Aikio Stehrenberger artist

 

Art of the Movies: Yes, I couldn't agree more. Some of us fans won’t be able to make it over to San Diego, will you be able to do something for us?

Paul: Yes, we are looking to record the panel with audio and perhaps video too. After the panel session, we may be doing a Podcast follow up with our panel host Stephen Glickman, where we can talk more about things following the one hour we have on stage.

If it goes well, maybe we will get the opportunity to do it again, perhaps we could do something similar in the UK too. I think film posters and entertainment advertising is an art form that deserves celebrating. It spoke to me as a child, which was far from just making me want to see a movie and still affects me to this very day. Perhaps this could be the start of something focused on celebrating the art of the movie poster annually.

 

 

William Stout Banner

 

Art of the Movies: That would be great. We’re sure there will be a big buzz around this first event.

Paul: I'm excited about it too, especially with everyone we have on board! As film poster artists, I believe we all share a passion. There is something extraordinary that comes about via the composition and finish of an illustrated movie poster in particular, which is what we are focusing on with this panel. It definitely has a kind of magic!

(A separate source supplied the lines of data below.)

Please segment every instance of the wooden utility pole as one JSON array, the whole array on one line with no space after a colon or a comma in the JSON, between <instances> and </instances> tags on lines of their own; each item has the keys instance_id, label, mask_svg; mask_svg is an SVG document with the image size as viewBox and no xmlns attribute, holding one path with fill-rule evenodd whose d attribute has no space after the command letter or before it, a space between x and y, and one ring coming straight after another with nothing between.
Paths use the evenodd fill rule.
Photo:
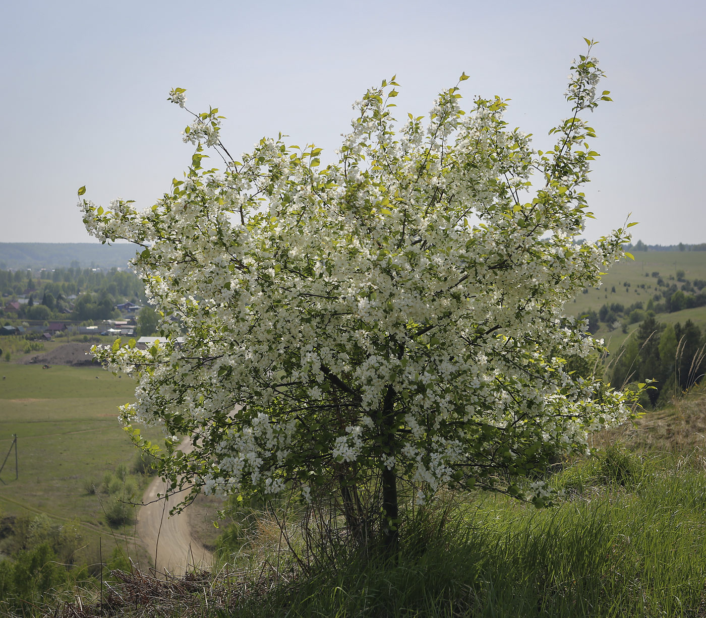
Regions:
<instances>
[{"instance_id":1,"label":"wooden utility pole","mask_svg":"<svg viewBox=\"0 0 706 618\"><path fill-rule=\"evenodd\" d=\"M13 433L12 435L12 444L10 444L10 448L8 449L7 454L5 456L5 459L2 462L2 466L0 466L0 472L2 472L3 468L5 467L5 464L7 463L8 457L10 456L10 454L12 452L12 447L15 447L15 480L17 480L20 478L19 473L18 471L17 467L17 434ZM4 480L0 478L0 483L3 485L7 485Z\"/></svg>"}]
</instances>

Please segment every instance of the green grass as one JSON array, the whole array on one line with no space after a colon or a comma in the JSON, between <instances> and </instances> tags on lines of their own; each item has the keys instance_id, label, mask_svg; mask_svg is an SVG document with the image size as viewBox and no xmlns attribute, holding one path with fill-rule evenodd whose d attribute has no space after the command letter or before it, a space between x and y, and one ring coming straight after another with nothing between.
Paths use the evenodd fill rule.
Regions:
<instances>
[{"instance_id":1,"label":"green grass","mask_svg":"<svg viewBox=\"0 0 706 618\"><path fill-rule=\"evenodd\" d=\"M612 448L553 482L566 496L551 508L481 493L418 511L394 559L342 552L303 571L273 554L253 564L241 553L229 572L198 586L155 582L152 598L143 592L137 609L124 605L121 615L703 615L706 472L699 454L641 457Z\"/></svg>"},{"instance_id":2,"label":"green grass","mask_svg":"<svg viewBox=\"0 0 706 618\"><path fill-rule=\"evenodd\" d=\"M608 269L602 277L603 285L597 289L590 288L587 294L579 294L575 303L566 305L566 310L571 312L575 305L577 313L590 309L597 311L604 303L620 303L628 307L642 301L647 305L660 288L657 278L645 277L645 273L659 272L669 284L676 282L677 270L683 270L690 281L706 279L706 251L636 251L633 255L634 261L626 258ZM670 276L675 277L674 281L669 280ZM629 288L623 285L625 281L630 284ZM645 289L640 287L642 284ZM614 286L615 293L611 292Z\"/></svg>"},{"instance_id":3,"label":"green grass","mask_svg":"<svg viewBox=\"0 0 706 618\"><path fill-rule=\"evenodd\" d=\"M119 464L131 468L135 460L136 449L117 420L118 406L133 398L133 382L100 367L43 370L4 363L0 373L5 377L0 379L0 457L16 434L19 477L13 452L0 474L6 483L0 483L0 511L78 521L87 547L77 558L94 559L98 537L104 545L112 532L98 498L86 486L100 483ZM119 532L133 533L131 528Z\"/></svg>"}]
</instances>

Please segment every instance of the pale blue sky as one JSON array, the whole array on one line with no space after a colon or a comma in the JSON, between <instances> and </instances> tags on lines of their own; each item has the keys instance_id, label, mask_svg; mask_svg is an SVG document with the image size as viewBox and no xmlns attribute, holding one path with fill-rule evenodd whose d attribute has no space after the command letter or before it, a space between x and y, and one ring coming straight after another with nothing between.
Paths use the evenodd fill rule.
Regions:
<instances>
[{"instance_id":1,"label":"pale blue sky","mask_svg":"<svg viewBox=\"0 0 706 618\"><path fill-rule=\"evenodd\" d=\"M462 92L510 97L506 118L551 143L570 61L595 48L614 102L587 190L594 238L628 212L649 243L706 241L705 3L698 1L4 2L0 242L85 242L76 189L148 207L181 176L189 122L227 116L231 152L282 131L332 152L351 103L397 73L400 117ZM468 102L469 104L470 101ZM325 159L325 153L324 153Z\"/></svg>"}]
</instances>

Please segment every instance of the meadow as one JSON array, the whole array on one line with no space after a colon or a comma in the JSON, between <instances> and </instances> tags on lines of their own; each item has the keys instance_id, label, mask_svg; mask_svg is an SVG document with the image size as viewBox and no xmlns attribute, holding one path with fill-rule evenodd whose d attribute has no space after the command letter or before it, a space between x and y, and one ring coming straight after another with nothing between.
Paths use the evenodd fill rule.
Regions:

Our role as movie poster illustrators is about delivering that magic and making our clients happy. In the hope that when the public sees it, they will love it, and it will get them excited. It's that excitement that drives us to do the best we can.

It will be great to talk about it.

 

 Art of the Movies: And we can’t wait to listen. Thanks Paul.

 

“Masters of the illustrated Film Poster” in conjunction with ASIFA Hollywood and the Paul Shipper Studio, is at 13:00 – 14:00 on Friday 19th July.

If you are planning to be at Comic-Con, don’t miss it.

For the rest of us, we’ll let you know when material is available on-line.